Euer Gespräch ist wichtig, mein Väterchen, aber ich stör' euch;
Denn schon warten die Fisch' und die hochzeitlichen Kartoffeln,
Schmalkost, ähnlich dem Ei, das die gnädige Gräfin sich ausbat!
Her aus der Ecke, Luis' und Amalia! Immer geplaudert,
Immer gelacht, wie die Kinder! Wohlan denn! Ist es gefällig?

Ihr antwortete drauf die biederherzige Gräfin:
Ländliches Ei und vergnügtes Gespräch, das hofft' ich allein hier,
Mütterchen; Brautschmaus find' ich und Weide des Ohrs und des Herzens.

Also redete Jen' und erstand vom schwellenden Sofa,
Sammt dem Papa, und All' um den Tisch her stellten sich schweigend.

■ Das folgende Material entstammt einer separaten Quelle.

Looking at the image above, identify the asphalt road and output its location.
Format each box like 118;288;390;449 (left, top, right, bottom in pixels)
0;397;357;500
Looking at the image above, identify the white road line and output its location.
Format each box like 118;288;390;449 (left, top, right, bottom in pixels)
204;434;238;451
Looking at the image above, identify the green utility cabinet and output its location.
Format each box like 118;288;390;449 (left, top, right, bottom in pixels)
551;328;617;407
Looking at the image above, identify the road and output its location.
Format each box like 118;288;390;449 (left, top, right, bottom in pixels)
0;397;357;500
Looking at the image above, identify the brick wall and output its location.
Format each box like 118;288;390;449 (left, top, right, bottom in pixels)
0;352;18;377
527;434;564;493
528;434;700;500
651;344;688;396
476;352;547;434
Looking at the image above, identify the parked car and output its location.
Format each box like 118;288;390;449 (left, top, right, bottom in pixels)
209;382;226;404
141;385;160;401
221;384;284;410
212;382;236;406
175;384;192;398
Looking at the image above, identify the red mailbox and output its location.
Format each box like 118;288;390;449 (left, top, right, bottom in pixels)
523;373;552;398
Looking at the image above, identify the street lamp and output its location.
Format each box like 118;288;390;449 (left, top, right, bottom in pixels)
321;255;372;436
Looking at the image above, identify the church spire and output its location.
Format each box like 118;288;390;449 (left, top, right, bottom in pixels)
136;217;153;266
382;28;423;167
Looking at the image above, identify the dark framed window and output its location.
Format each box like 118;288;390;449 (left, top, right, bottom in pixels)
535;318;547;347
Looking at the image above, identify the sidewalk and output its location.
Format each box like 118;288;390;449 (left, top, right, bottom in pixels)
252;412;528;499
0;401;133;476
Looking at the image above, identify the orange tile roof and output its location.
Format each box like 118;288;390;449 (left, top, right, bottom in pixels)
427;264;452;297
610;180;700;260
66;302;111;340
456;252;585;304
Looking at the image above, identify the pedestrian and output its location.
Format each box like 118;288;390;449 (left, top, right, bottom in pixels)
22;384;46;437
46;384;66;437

Laut nun betetest du, ehrwürdiger Pfarrer von Grünau,
Weniges. Sie dann kamen und setzten sich, wie es die Mutter
Mit nachsinnendem Geist anordnete. Unter dem Spiegel
Saß zur Linken der Braut ihr Bräutigam, welches Gesetz längst
Von Urahninnen erbt' auf Ahninnen. Neben dem Jüngling
Saß die gnädige Gräfin und ihr zur Linken der Vater;
Aber der Braut zur Rechten Amalia, welche der Freundin
Nicht von der Seit' abwich; denn es drohete nahe die Trennung!
Weiter rechts an die schöne Amalia setzte die Mutter
Karl's treuherzigen Lehrer, und neben ihm wählte sie füglich
Ihren Platz, wie des Mahls Vorlegerin, nahe dem Schenktisch,
Welcher mit Obst anlacht' und der purpurnen Kumme voll Bischofs.
Endlich der fröhliche Karl saß feierlich neben dem Vater,
Als sein schmeichelndes Kind, und der wohlfürsorgenden Hausfrau.
Also schmauseten Jen', in behaglicher Ruhe vereinigt,
Um den erleuchteten Tisch und tranken des köstlichen Bischofs,
Plauderten viel und lachten des Bräutigams, oft auch der Jungfrau.